LVSL – Les sanctions économiques sont contestées par un nombre important d’acteurs privés aux États-Unis, qui y voient un frein à leur prospérité. L’intense lobbying des multinationales pétrolières américaines visant à concrétiser l’accord nucléaire iranien sous Obama en est un indicateur. Quels sont les déterminants politiques qui poussent l’administration Trump à adopter cette politique de sanctions à l’égard de l’Iran ?
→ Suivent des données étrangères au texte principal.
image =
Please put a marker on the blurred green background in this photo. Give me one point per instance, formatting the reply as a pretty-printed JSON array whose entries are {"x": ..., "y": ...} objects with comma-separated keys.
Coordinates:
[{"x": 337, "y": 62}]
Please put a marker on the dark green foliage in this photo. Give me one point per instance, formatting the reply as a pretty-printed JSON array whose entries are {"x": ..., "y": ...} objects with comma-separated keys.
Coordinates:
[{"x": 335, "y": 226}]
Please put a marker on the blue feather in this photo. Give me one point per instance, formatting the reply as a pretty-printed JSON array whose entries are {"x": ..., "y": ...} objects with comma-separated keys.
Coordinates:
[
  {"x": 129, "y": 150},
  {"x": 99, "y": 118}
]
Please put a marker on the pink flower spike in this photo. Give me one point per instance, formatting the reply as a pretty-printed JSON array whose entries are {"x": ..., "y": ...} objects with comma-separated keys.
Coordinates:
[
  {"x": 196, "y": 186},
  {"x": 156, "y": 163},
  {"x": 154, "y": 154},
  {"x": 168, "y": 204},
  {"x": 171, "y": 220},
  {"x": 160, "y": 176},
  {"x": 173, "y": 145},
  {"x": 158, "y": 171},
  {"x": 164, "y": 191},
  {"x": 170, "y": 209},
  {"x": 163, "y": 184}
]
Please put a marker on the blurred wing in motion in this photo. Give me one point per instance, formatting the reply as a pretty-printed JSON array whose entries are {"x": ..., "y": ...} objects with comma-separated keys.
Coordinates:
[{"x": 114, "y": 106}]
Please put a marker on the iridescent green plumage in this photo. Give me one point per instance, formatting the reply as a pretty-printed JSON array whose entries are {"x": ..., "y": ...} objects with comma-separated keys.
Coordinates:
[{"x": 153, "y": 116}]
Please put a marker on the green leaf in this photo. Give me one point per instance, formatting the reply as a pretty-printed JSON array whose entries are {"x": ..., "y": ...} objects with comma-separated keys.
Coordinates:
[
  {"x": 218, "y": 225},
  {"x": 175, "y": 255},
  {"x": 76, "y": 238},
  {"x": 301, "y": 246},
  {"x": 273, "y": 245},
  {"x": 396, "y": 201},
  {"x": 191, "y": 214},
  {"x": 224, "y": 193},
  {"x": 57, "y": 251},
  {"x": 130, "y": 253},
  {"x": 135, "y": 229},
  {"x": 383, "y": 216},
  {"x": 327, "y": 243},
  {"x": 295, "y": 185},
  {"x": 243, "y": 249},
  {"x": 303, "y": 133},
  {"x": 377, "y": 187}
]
TC – La question est : pourquoi est-il sorti de l’accord ? C’est une question que tout le monde se pose, parce que finalement, on peut se dire « tout ça pour ça ». Il a quand même fortement réduit ses ambitions, il veut maintenant une rencontre avec les dirigeants iraniens, mais ceux-ci ont bien compris qu’il voulait juste donner l’impression de renégocier l’accord a minima. Il y a plusieurs explications. Premièrement, le parti Républicain n’a pas accepté le principe de normalisation des relations avec l’Iran qu’avait signé Obama. Il considère associe en effet l’Iran à plusieurs événements : la crise des otages, les attentats du Hezbollah au Liban sur les marines, etc. Ce pays un ennemi, au même titre que l’était l’URSS auparavant. L’idée est que ce pays n’a pas changé depuis la révolution. On ne négocie pas avec un ennemi. Ce point de vue est très puissant dans le parti républicain, et dans une partie de la population américaine, qui a été quand même traumatisée par l’affaire des otages. La deuxième explication est plus personnelle. En effet, l’accord de 2015 était la grande réussite diplomatique d’Obama, donc Trump a voulu s’y attaquer. La troisième explication est, sans doute, le lobbying d’Israël, de l’Arabie Saoudite et des Émirats Arabes Unis. Il est impossible de dire quelle proportion a pris chacune de ces explications. Netanyahou se vante même d’être derrière la décision de Trump. Mais je pense que le premier facteur est important, car tous les candidats de la primaire Républicaine lors des élections de 2016 étaient pour la sortie de l’accord. Ce n’était donc pas Trump tout seul. Derrière lui on trouve tout le parti Républicain, qui refuse l’idée d’une normalisation des relations avec ce pays et ne le voit que comme une menace pour les intérêts américains. Dans ce contexte, ce qui est en train de se jouer sur le plan diplomatique, peut être intéressant. Le parti Républicain peut réaliser que la stratégie de changement de régime est inapplicable au cas de l’Iran. Etant donné que la guerre n’est pas souhaitable, il faut donc bien entamer les négociations.